If you consider that a row of your data is a list of edges of a graph, i.e. each row lists the other items linked to the one at the beginning of the row, then @dariober's matrix is the adjacency matrix of the graph.

I think Jean-Karim gave the right explanation, here I try to be more descriptive:

It seems that a single n X n matrix would only be able cluster 1 ATG number

No, the n x n matrix represents all the ATG numbers you have, not just one.

It seems to me from your dat matrix that 'row a' has the same identifier 4 times.

No, row "a" is associated (linked) to the (distinct) identifier b, e g, i. Row b is linked to a, b, e, h, j and so on

In my data, a row will not have duplicate ATG numbers, but ATG numbers do occur more than once when considering multiple rows (for example, AT1G01060 occurs in multiple rows)

Yes, and so is the matrix above.

Just try to execute the code snippet I posted and see if it makes sense. You will see that f and j go together followed by d.

Thank you again Jean-Karim and dariober. Once I looked-up adjacency matrix I understood, and the code is very helpful, also.
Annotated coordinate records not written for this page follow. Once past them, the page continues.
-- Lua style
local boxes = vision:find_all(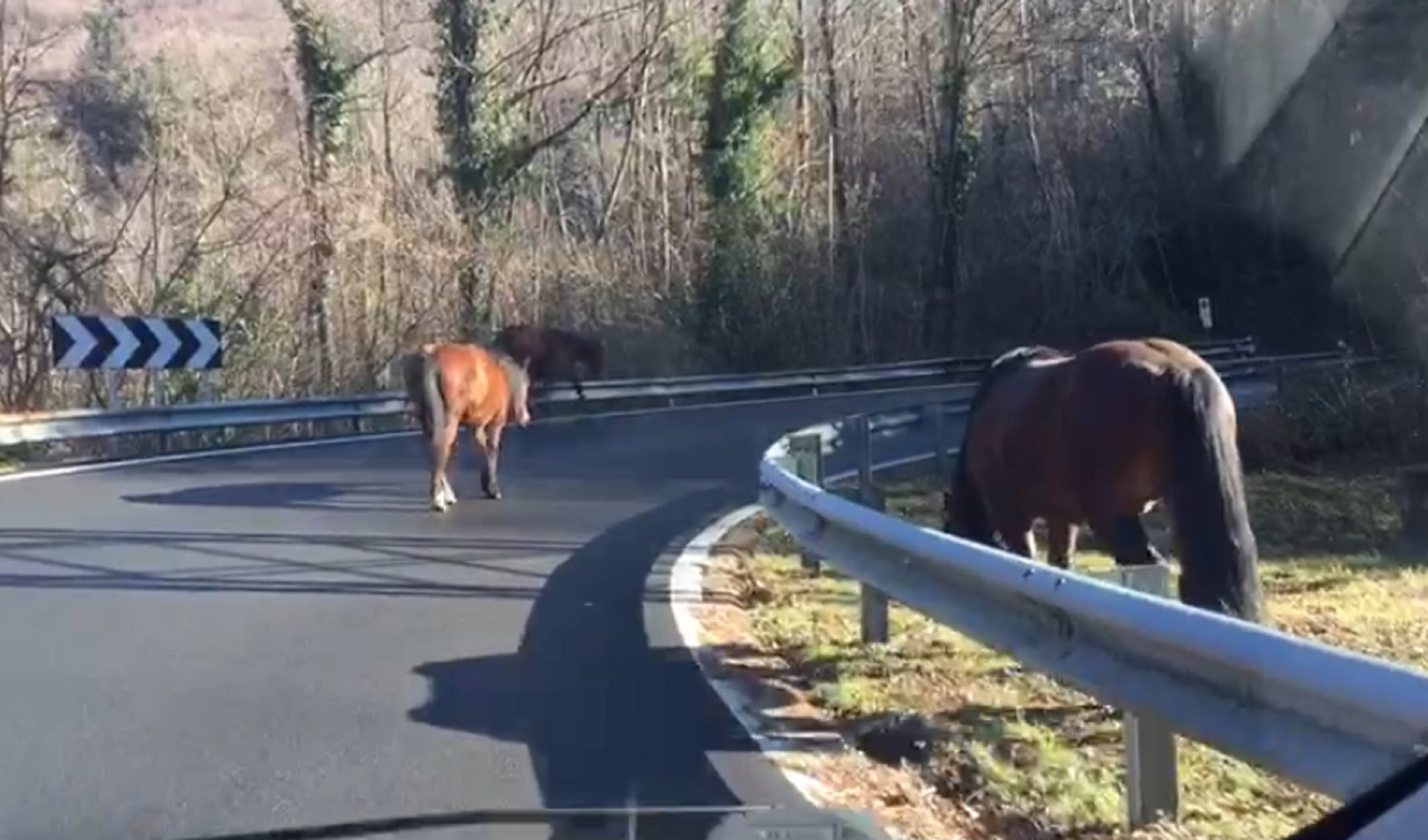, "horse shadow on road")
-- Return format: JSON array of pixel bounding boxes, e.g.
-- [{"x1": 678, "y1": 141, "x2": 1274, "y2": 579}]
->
[{"x1": 410, "y1": 489, "x2": 801, "y2": 837}]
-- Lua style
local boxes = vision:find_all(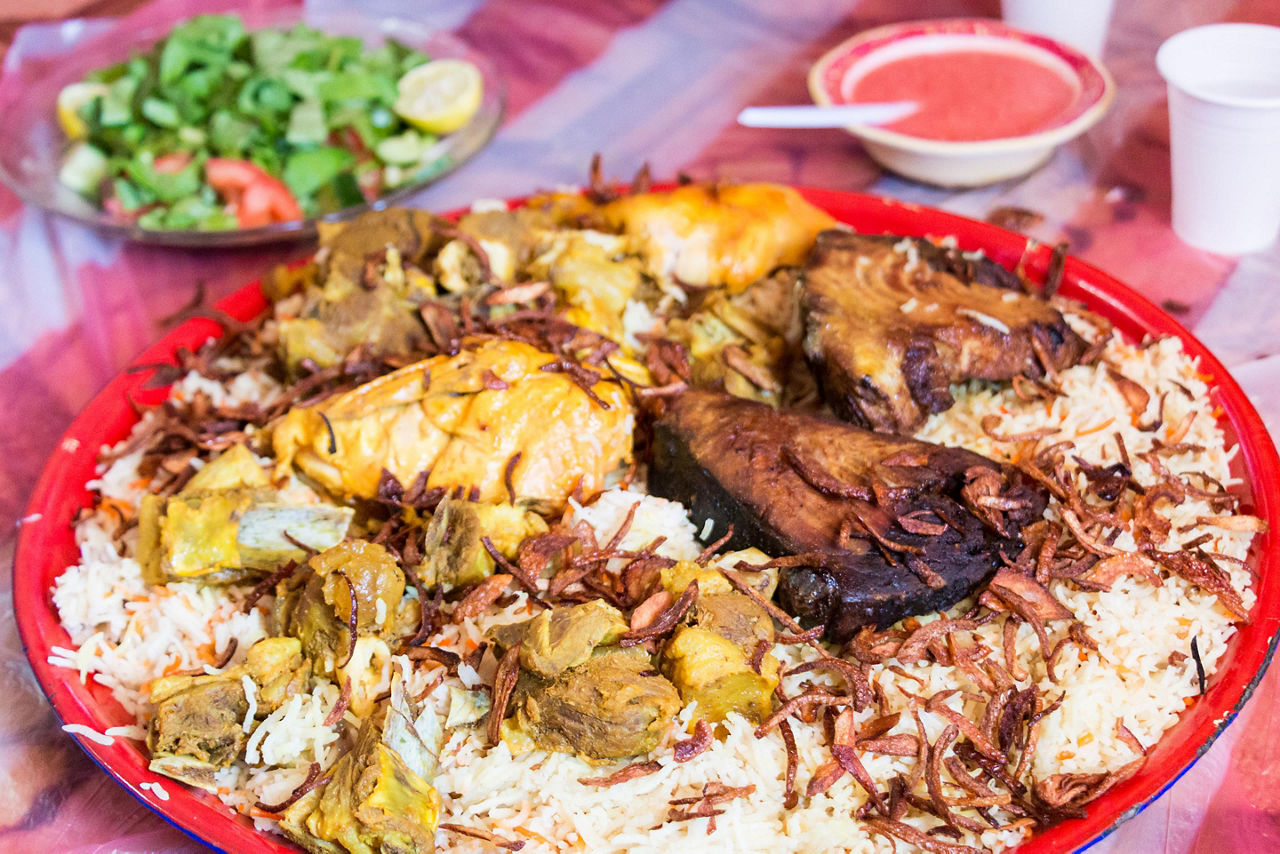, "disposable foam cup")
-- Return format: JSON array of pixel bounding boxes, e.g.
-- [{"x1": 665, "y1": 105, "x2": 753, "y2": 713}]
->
[
  {"x1": 1156, "y1": 24, "x2": 1280, "y2": 255},
  {"x1": 1000, "y1": 0, "x2": 1115, "y2": 56}
]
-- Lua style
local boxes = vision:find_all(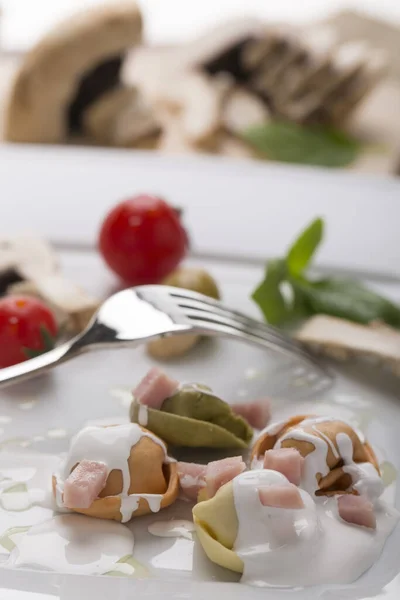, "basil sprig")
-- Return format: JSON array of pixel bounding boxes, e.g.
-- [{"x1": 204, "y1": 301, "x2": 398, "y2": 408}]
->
[{"x1": 252, "y1": 219, "x2": 400, "y2": 328}]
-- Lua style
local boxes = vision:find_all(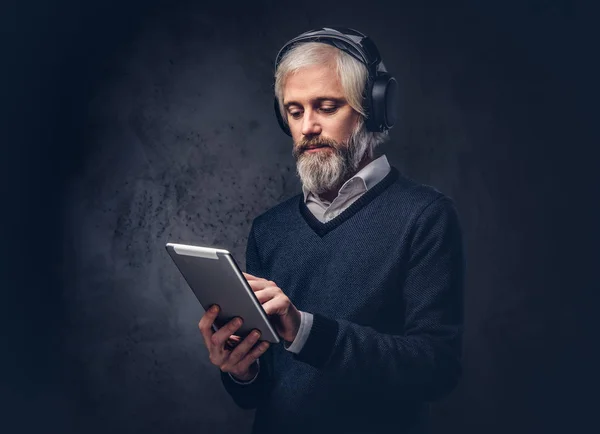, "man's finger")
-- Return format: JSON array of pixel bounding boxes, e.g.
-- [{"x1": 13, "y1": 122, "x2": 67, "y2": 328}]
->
[
  {"x1": 248, "y1": 279, "x2": 273, "y2": 292},
  {"x1": 242, "y1": 271, "x2": 259, "y2": 280},
  {"x1": 262, "y1": 297, "x2": 287, "y2": 315},
  {"x1": 229, "y1": 330, "x2": 260, "y2": 365},
  {"x1": 237, "y1": 341, "x2": 271, "y2": 371},
  {"x1": 198, "y1": 304, "x2": 219, "y2": 347},
  {"x1": 254, "y1": 286, "x2": 280, "y2": 304}
]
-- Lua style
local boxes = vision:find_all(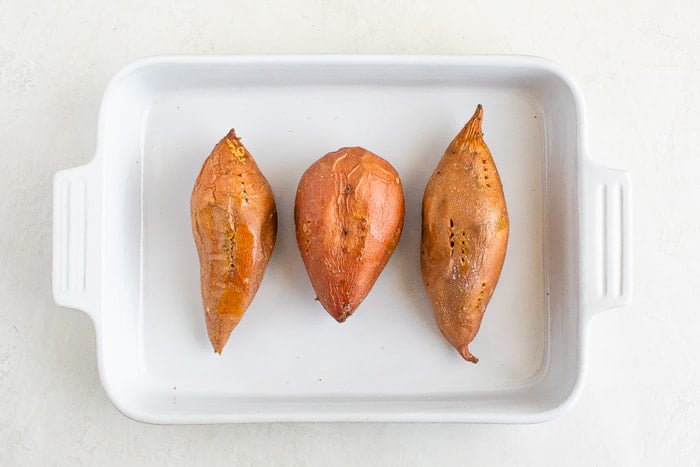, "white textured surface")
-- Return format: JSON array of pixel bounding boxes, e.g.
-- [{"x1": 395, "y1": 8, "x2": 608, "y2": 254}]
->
[{"x1": 0, "y1": 0, "x2": 700, "y2": 466}]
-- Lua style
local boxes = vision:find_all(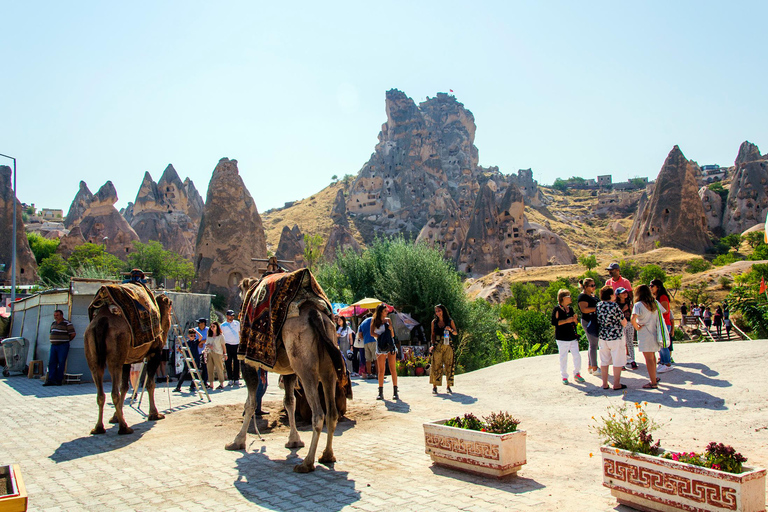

One last question, hopefully not to try your patience, is there a quick way to convert my data to its adjacency matrix ? Any direction that you could guide towards ?

You'll most likely have to rewrite the data so that you get an edge per line, e.g.
AT1G01010 AT1G01060
AT1G01010 AT1G02230
then you can read this with most graph software. If you're into R, I suggest you look at the igraph package.